Di akhir abad ke-17, melawan latar belakang sengketa yang kemudian semakin memperumit hubungan kedua populasi, posisi Katholik sangat dikompromasikan.
Memang, Perang Boyne (1690) yang menyebabkan Raja Katholik James II dikalahkan oleh Raja Protestan William III, mengamankan supremasi Protestan.
Undang-undang baru terbentuk yang membatasi kepemilikan properti Katholik lebih jauh lagi, bersama dengan membatasi hak mereka pada pendidikan, menjadi tentara dan warga Irlandia dipaksa keluar dari pekerjaan juru tulis.
Bahkan bagi yang tampaknya tidak terdampak oleh hukum, faktanya merasa harga dirinya tercoreng juga karena tanah mereka menjadi milik warga asing.
Akhirnya, pergerakan reformasi 'patriotisme' terbentuk, yang dimulai untuk melobi agar bisa berpidato di Parlemen.

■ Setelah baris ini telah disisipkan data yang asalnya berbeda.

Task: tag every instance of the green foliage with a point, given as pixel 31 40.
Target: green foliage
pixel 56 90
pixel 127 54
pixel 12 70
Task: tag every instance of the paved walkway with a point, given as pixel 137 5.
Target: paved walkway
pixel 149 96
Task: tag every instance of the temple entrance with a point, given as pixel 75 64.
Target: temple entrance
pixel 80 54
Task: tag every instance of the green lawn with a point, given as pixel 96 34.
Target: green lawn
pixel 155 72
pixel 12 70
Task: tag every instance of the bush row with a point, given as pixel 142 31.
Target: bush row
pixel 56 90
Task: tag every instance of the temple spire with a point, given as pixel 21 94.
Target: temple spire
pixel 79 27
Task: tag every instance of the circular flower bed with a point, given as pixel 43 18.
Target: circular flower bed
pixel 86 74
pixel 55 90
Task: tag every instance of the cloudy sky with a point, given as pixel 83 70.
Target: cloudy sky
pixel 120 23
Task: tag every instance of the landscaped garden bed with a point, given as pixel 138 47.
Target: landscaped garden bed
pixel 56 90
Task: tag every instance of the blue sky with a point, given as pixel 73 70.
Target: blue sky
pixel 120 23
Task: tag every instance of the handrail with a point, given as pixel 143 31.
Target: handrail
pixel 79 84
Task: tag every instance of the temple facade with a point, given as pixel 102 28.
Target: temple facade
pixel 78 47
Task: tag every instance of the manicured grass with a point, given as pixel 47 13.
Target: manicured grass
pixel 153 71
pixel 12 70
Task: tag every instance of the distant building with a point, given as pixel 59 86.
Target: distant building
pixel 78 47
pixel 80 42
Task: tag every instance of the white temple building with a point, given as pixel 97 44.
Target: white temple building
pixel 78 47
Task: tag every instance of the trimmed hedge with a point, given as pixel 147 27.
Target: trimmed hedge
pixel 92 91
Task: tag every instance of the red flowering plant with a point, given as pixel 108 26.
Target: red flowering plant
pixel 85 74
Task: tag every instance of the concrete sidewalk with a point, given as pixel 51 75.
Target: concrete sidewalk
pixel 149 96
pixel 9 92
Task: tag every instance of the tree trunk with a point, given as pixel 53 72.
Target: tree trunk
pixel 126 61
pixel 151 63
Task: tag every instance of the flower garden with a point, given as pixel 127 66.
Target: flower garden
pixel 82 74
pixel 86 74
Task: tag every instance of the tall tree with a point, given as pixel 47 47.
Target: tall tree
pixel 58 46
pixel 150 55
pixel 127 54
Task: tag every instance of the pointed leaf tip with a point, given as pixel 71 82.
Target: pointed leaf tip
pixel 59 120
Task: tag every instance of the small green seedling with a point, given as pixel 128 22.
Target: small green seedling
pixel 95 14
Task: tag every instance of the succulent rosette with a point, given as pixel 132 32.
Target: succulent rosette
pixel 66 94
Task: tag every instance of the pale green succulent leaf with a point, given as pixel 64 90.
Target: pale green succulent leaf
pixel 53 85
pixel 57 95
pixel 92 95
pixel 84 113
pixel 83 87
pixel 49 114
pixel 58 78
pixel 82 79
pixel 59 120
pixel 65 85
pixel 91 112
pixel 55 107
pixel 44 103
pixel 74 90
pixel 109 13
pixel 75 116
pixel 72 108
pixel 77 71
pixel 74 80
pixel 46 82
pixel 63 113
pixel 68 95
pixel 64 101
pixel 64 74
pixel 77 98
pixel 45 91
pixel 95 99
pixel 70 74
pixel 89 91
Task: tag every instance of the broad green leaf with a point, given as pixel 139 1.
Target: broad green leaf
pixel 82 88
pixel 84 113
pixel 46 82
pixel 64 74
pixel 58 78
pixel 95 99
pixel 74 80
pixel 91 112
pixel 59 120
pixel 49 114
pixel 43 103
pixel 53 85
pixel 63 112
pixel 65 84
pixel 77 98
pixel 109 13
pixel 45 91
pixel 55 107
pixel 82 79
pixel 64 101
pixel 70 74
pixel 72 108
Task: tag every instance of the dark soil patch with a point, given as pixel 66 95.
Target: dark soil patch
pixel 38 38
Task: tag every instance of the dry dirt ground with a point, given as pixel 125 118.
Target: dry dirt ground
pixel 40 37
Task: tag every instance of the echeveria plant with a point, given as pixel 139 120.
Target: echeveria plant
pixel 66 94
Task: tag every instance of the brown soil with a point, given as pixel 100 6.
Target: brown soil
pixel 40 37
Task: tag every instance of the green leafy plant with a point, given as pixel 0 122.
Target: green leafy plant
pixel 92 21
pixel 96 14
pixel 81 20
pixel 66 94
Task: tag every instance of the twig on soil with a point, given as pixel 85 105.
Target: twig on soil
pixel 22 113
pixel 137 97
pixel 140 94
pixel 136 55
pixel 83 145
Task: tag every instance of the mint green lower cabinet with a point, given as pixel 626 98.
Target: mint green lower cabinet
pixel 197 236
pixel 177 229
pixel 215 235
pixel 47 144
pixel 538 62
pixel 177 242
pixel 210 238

Saat itulah suara nasionalisme Irlandia pertama sudah dibuat.
Inggris tidak dapat mengabaikan tuntutan kemerdekaan Irlandia lagi, lagipula saat itu dunia juga mulai berubah, dengan AS dan Perancis sudah mengalami evolusi di separuh akhir abad ke-18.
Akhirnya undang-undang pun dilonggarkan.
Kemudian masuklah pada dimulainya abad ke-20, pasca Perang Dunia I, Irlandia terpecah menjadi dua pihak, Persaudaraan Republik Irlandia (IRB) mendukung kemerdekaan Irlandia sedangkan populasi Protestan di Ulster tetap ingin menjadi bagian dari Kerajaan Inggris.
Mulai terjadi banyak pemberontakan antara Irlandia dan Inggris, dan seringnya Inggris memenangkan konflik dengan cara pembantaian massal, walaupun tidak memenangkan perang dingin tersebut.
Gerakan Sinn Fein yang dibentuk 1905 (Diri Kita Sendiri) menjadi tokoh penting dalam pemberontakan itu, dan tahun 1917 gerakan Sinn Fein dipimpin oleh Eamon de Valera, salah satu pemimpin pemberontakan Irlandia yang berhasil selamat.
Semua kelompok kemudian bekerja menuju Irlandia yang merdeka yang bersatu di bawah kepemimpinan tunggal.